Courtesy of MDA Information Services LLC
Natural Gas
Natural gas posted a 4.4¢ gain closing at $2.086 but this followed a big sell off on Monday of 13.6¢, but this is after hitting near a 3 month high just below $2.20 last week. Remember, May expired at $1.995 and we’re trading up 5.1¢ this morning and the contango is pretty steep with October, one of the two lowest demand months of the year, trading almost $2.50. Like oil, traders are focusing on lower production, which is down about 2.5 Bcf/d from its February highs.

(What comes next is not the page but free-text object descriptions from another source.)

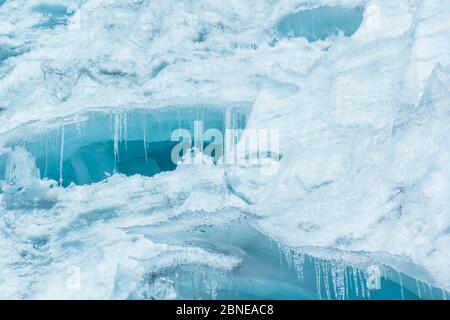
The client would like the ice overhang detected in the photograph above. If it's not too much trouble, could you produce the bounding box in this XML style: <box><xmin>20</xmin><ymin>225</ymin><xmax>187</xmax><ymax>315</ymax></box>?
<box><xmin>0</xmin><ymin>104</ymin><xmax>251</xmax><ymax>187</ymax></box>
<box><xmin>274</xmin><ymin>6</ymin><xmax>364</xmax><ymax>42</ymax></box>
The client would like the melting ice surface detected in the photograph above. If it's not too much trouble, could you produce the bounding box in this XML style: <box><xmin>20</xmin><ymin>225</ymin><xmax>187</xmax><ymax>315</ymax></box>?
<box><xmin>0</xmin><ymin>0</ymin><xmax>450</xmax><ymax>299</ymax></box>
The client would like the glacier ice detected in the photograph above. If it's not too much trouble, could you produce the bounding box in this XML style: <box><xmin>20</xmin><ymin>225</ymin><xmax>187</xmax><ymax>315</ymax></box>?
<box><xmin>0</xmin><ymin>0</ymin><xmax>450</xmax><ymax>300</ymax></box>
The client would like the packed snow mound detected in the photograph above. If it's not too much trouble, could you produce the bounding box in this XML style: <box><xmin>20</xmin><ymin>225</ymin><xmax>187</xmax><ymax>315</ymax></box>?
<box><xmin>0</xmin><ymin>0</ymin><xmax>450</xmax><ymax>298</ymax></box>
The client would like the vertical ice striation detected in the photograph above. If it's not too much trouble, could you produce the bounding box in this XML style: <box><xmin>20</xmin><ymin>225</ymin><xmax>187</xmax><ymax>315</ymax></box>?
<box><xmin>142</xmin><ymin>115</ymin><xmax>148</xmax><ymax>165</ymax></box>
<box><xmin>113</xmin><ymin>112</ymin><xmax>121</xmax><ymax>171</ymax></box>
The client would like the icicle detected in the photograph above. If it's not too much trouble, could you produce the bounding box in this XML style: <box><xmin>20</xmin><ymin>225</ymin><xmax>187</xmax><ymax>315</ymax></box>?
<box><xmin>201</xmin><ymin>108</ymin><xmax>205</xmax><ymax>132</ymax></box>
<box><xmin>416</xmin><ymin>279</ymin><xmax>422</xmax><ymax>299</ymax></box>
<box><xmin>358</xmin><ymin>269</ymin><xmax>366</xmax><ymax>299</ymax></box>
<box><xmin>292</xmin><ymin>252</ymin><xmax>305</xmax><ymax>282</ymax></box>
<box><xmin>75</xmin><ymin>119</ymin><xmax>83</xmax><ymax>136</ymax></box>
<box><xmin>113</xmin><ymin>112</ymin><xmax>121</xmax><ymax>171</ymax></box>
<box><xmin>394</xmin><ymin>269</ymin><xmax>405</xmax><ymax>300</ymax></box>
<box><xmin>321</xmin><ymin>260</ymin><xmax>331</xmax><ymax>300</ymax></box>
<box><xmin>276</xmin><ymin>242</ymin><xmax>284</xmax><ymax>268</ymax></box>
<box><xmin>419</xmin><ymin>280</ymin><xmax>424</xmax><ymax>297</ymax></box>
<box><xmin>155</xmin><ymin>109</ymin><xmax>160</xmax><ymax>133</ymax></box>
<box><xmin>331</xmin><ymin>263</ymin><xmax>338</xmax><ymax>299</ymax></box>
<box><xmin>59</xmin><ymin>125</ymin><xmax>65</xmax><ymax>186</ymax></box>
<box><xmin>428</xmin><ymin>284</ymin><xmax>434</xmax><ymax>300</ymax></box>
<box><xmin>234</xmin><ymin>110</ymin><xmax>238</xmax><ymax>143</ymax></box>
<box><xmin>45</xmin><ymin>133</ymin><xmax>49</xmax><ymax>178</ymax></box>
<box><xmin>442</xmin><ymin>289</ymin><xmax>447</xmax><ymax>300</ymax></box>
<box><xmin>109</xmin><ymin>112</ymin><xmax>114</xmax><ymax>146</ymax></box>
<box><xmin>123</xmin><ymin>112</ymin><xmax>128</xmax><ymax>150</ymax></box>
<box><xmin>352</xmin><ymin>267</ymin><xmax>359</xmax><ymax>297</ymax></box>
<box><xmin>282</xmin><ymin>248</ymin><xmax>292</xmax><ymax>271</ymax></box>
<box><xmin>143</xmin><ymin>115</ymin><xmax>148</xmax><ymax>164</ymax></box>
<box><xmin>330</xmin><ymin>262</ymin><xmax>346</xmax><ymax>300</ymax></box>
<box><xmin>344</xmin><ymin>267</ymin><xmax>350</xmax><ymax>300</ymax></box>
<box><xmin>314</xmin><ymin>259</ymin><xmax>322</xmax><ymax>300</ymax></box>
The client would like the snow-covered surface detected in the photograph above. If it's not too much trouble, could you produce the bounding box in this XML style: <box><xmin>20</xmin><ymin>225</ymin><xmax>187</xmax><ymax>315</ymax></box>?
<box><xmin>0</xmin><ymin>0</ymin><xmax>449</xmax><ymax>298</ymax></box>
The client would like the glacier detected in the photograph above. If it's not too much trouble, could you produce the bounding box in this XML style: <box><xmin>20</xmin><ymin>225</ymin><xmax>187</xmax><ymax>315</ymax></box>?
<box><xmin>0</xmin><ymin>0</ymin><xmax>449</xmax><ymax>299</ymax></box>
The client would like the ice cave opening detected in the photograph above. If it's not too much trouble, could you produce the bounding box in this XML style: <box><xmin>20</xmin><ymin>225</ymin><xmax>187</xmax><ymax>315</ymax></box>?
<box><xmin>0</xmin><ymin>104</ymin><xmax>250</xmax><ymax>187</ymax></box>
<box><xmin>275</xmin><ymin>6</ymin><xmax>364</xmax><ymax>42</ymax></box>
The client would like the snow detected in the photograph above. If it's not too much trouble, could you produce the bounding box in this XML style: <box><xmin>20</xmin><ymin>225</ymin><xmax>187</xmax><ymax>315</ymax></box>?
<box><xmin>0</xmin><ymin>0</ymin><xmax>449</xmax><ymax>298</ymax></box>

Weather forecasts are little changed with below normal temperatures this week in the eastern third of the nation, but this will change beginning next week and then you folks in the east will finally get some overdue and beautiful spring weather. All that beautiful weather will not result in any A/C load so we can expect to see some healthy injections into storage.
Elsewhere
Greeted with rum drinks and salsa dancers, the first passengers to cruise from the U.S. to Cuba in nearly 40 years landed at Havana on Monday. Setting sail from Miami shortly before 5 PM Sunday, the Adonia took nearly 17 hours to cross the Florida Straits steaming through waterway that was blocked by the U.S. during the Cuban missile crisis in 1962. And there’s more coming. More than a dozen cruise lines have announced plans to run U.S.-Cuba cruises. If all these actually begin operations Cuba could earn more than $80 million annually. The Cuban governments sees this as easy source of revenue that can bring thousands more American travelers without placing additional demand on the country’s all ready maxed-out food supplies and overbooked hotels.
And get this, the first major Hollywood film in over 50 years is shooting in Cuba as you read this. Fast 8, the 8th film in the Fast & Furious series starring Vin Diesel, began production last week. Until last year, 15 special permits were required for U.S. citizens visiting Cuba and director Oliver Stone was fined for filming there between 2002 and 2003 without the relevant permission.